Each point on the plane is described using a pair of numbers called coordinates. The first number, known as the x-coordinate, specifies the position along the horizontal x-axis. The second number, known as the y-coordinate, indicates the position along the vertical y-axis. For instance, the point (3, -2) is 3 units to the right of the origin and 2 units down.

In the context of the given exercise, the Cartesian plane is used to plot the points that satisfy the equation y = -1. Every point on this line will have a y-coordinate of -1, regardless of the x-coordinate.

A horizontal line in a Cartesian plane is a straight line that runs from left to right and has a constant y-coordinate. This means the value of y does not change as x varies.

In the exercise example, the equation y = -1 represents a horizontal line where y is always -1 for all values of x. This can be visualized by plotting several points with different x-values, but the same y-value of -1. These could be (0, -1), (2, -1), and (-3, -1).

A horizontal line is easily recognizable because it maintains a constant height on the graph. In this case, the entirety of the line remains at y = -1.

Coordinate points are pairs of numbers that determine the location of a point on the Cartesian plane. Each coordinate point is written as (x, y), where x represents the horizontal position and y represents the vertical position.

In the given exercise, we are dealing with the points where y is always -1. Here, coordinate points such as (0, -1), (2, -1), and (-3, -1) help to visualize the equation y = -1.

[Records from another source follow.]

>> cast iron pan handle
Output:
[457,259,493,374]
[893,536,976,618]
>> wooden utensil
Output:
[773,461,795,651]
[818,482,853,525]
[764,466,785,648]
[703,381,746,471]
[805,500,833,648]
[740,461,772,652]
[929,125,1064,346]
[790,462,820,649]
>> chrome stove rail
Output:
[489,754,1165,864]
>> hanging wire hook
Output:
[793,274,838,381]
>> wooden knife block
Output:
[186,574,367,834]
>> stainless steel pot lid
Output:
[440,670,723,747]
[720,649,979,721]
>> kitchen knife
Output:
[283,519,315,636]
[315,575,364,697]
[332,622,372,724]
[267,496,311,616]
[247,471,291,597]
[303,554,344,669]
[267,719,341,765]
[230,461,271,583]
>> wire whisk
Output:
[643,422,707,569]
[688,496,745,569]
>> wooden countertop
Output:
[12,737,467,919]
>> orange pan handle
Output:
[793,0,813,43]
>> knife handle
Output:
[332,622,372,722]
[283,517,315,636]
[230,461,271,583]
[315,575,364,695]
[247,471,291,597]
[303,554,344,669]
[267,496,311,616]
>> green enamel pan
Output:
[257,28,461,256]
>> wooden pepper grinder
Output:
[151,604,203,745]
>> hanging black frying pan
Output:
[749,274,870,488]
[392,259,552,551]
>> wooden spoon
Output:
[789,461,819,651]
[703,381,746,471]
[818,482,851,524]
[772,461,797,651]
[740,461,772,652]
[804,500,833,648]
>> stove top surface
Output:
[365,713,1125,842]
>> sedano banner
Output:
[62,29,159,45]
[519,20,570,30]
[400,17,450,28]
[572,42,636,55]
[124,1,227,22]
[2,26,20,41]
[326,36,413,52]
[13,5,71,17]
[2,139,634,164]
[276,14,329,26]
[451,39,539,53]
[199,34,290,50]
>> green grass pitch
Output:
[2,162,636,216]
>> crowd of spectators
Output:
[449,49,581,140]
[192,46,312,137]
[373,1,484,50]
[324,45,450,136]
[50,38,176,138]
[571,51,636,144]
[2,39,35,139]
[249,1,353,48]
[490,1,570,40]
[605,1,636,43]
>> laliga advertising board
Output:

To graph these points, you start at the origin (0, 0). Then move horizontally to the x-value and vertically to the y-value. For example, for the point (2, -1), move 2 units to the right from the origin, and 1 unit down.

Using multiple coordinate points that satisfy an equation allows you to draw the line that represents the equation on the graph. In this case, connecting points like (0, -1), (2, -1), and (-3, -1) with a straight line gives us the horizontal line y = -1.